Possible mechanisms and significance of the neonatal surge in glucagon secretion: studies in newborn lambs.

Abstract

Studies were conducted in newborn lambs to gain insight into the significance and mechanism(s) responsible for the rapid rise in plasma immunoreactive glucagon (IRG) which occurs in human and other newborn species immediately after delivery. Three sets of experiments were conducted: group A, control studies (n = 5) in which delivery into room air was followed 1 hr later by cutting of the umbilical cord and periodic blood sampling for a further hour; group B, studies (n = 5) in which somatostatin (SRIF), a known inhibitor of IRG and insulin (IRI) secretion, was infused int othe fetus for 10 min before, and for 1 hr after delivery and immediate cord cutting; group C, studies (n = 5) in which an identical dose regimen of SRIF was infused into fasting newborn lambs aged 24-72 hr.

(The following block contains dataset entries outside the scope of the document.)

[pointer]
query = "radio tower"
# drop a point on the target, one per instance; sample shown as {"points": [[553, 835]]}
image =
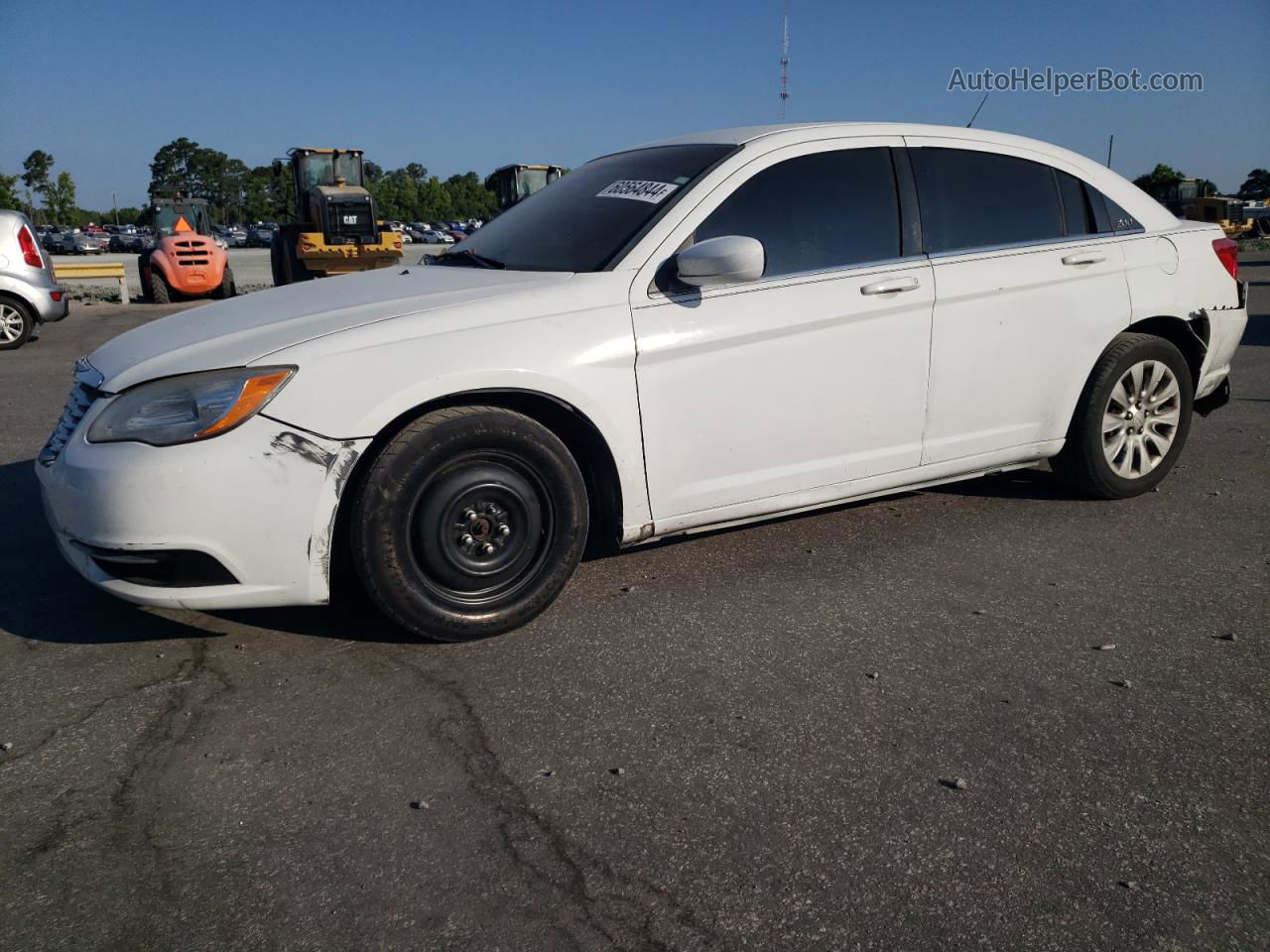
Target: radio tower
{"points": [[785, 61]]}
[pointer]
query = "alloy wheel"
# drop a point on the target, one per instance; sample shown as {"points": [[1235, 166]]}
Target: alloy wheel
{"points": [[10, 324], [1141, 419]]}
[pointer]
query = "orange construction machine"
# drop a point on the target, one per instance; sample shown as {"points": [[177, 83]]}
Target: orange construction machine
{"points": [[186, 259]]}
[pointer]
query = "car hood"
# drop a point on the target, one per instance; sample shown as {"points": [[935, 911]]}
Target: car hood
{"points": [[245, 329]]}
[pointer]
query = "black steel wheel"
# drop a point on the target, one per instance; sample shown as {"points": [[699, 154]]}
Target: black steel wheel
{"points": [[468, 524]]}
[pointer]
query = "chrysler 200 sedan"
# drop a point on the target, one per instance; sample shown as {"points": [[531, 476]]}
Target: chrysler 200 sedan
{"points": [[689, 334]]}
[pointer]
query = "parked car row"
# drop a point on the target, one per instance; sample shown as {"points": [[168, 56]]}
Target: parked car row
{"points": [[93, 240]]}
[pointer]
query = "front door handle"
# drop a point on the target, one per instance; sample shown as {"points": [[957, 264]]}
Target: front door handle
{"points": [[1083, 258], [887, 287]]}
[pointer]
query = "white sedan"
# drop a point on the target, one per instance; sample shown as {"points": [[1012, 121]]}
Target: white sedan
{"points": [[690, 334]]}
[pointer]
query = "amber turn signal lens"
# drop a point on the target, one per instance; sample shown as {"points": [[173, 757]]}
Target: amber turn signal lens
{"points": [[254, 394]]}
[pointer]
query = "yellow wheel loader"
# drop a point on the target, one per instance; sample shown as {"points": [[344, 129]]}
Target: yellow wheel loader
{"points": [[336, 230]]}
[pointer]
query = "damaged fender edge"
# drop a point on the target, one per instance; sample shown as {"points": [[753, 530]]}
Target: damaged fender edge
{"points": [[294, 445]]}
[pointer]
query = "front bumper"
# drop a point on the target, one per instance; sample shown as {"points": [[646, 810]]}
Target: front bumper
{"points": [[261, 500]]}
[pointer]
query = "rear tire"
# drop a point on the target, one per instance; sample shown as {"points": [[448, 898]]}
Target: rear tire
{"points": [[468, 524], [226, 289], [1130, 421], [17, 324], [159, 291]]}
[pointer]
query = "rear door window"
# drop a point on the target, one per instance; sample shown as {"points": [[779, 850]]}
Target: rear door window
{"points": [[816, 212], [982, 199], [1078, 209]]}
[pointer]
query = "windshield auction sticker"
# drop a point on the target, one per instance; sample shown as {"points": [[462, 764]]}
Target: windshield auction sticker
{"points": [[640, 190]]}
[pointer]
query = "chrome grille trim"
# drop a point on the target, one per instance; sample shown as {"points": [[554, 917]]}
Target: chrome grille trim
{"points": [[84, 394]]}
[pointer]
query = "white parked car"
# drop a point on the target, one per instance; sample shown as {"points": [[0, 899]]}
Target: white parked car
{"points": [[690, 334]]}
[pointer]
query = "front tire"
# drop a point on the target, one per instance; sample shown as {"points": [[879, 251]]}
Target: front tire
{"points": [[226, 287], [159, 291], [1132, 420], [17, 324], [468, 524]]}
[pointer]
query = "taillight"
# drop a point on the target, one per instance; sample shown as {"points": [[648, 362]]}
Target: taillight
{"points": [[30, 253], [1228, 254]]}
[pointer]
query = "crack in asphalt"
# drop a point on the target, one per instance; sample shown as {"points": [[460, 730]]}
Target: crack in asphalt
{"points": [[594, 901], [159, 735]]}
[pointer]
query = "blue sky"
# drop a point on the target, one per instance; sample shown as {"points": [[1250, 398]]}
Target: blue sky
{"points": [[472, 85]]}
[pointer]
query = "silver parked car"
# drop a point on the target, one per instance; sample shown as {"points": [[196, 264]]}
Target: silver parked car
{"points": [[28, 293]]}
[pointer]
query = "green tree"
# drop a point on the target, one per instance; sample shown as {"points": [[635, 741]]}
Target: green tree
{"points": [[173, 167], [36, 169], [35, 177], [60, 200], [9, 193], [468, 198], [1160, 182], [1256, 185]]}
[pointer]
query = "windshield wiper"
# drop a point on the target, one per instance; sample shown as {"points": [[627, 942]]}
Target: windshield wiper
{"points": [[466, 255]]}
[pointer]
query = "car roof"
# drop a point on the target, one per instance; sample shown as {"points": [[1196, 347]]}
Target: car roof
{"points": [[1137, 202]]}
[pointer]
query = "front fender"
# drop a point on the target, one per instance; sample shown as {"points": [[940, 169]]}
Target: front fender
{"points": [[354, 384]]}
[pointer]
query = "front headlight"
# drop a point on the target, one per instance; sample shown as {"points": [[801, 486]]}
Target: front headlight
{"points": [[189, 408]]}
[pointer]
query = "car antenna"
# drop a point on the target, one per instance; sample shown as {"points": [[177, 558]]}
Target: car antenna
{"points": [[976, 111]]}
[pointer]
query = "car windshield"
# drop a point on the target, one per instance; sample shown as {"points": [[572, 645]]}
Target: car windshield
{"points": [[583, 220]]}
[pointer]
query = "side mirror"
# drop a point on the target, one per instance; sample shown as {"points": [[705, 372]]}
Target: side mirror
{"points": [[722, 261]]}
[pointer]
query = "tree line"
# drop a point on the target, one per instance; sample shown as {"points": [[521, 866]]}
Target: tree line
{"points": [[238, 193]]}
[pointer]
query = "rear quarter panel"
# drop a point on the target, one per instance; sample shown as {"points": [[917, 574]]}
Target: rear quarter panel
{"points": [[1176, 273]]}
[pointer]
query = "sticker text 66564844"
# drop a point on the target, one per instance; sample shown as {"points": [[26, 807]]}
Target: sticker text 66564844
{"points": [[640, 190]]}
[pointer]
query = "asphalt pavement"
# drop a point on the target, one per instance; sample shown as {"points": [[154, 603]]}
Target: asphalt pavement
{"points": [[743, 740]]}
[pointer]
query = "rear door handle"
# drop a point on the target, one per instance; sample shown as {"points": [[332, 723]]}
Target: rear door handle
{"points": [[887, 287], [1083, 258]]}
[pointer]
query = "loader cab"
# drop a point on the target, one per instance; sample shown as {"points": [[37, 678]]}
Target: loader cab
{"points": [[326, 167], [515, 182], [331, 197]]}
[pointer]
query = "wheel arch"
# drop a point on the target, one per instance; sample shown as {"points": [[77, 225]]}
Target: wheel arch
{"points": [[579, 434], [1191, 336], [14, 298]]}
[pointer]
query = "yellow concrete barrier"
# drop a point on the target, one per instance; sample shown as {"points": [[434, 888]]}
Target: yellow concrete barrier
{"points": [[94, 270]]}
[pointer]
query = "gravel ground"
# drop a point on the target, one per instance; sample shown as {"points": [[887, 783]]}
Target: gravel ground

The doses of SRIF used were several fold higher than those proven to suppres pancreatic hormones secretion in other species. In the control studies, plasma IRG levels remained stable until the cord was cut, after which event levels rose 5-6-fold (59 +/- 15 pg/ml to 305 +/- 98 pg/ml, P less than 0.05). Simultaneously, plasma free fatty acid (FFA) concentrations rose significantly (280 +/- 80 to 780 +/- 100 muEq/liter, P less than 0.05) and IRI remained unchanged. Plasma glucose concentrations, however, in contrast to observations in other species, did not fall, and therefore, hypoglycemia was not the stimulus for the glucagon surge. SRIF infusion at birth (group B) did not prevent the rise in IRG. Again blood glucose values did not fall, but in contrast to the control studies plasma IRI levels rose and the rise in FFA did not occur. Later SRIF infusion (group C) resulted a prompt and sustained suppression of IRG and IRI and a significant fall in blood glucose. These results suggest that an adrenergic mechanism rather than curtailment of nutrients is the major stimulus to the neonatal surge in IRG.

PMID:
876705
[PubMed - indexed for MEDLINE]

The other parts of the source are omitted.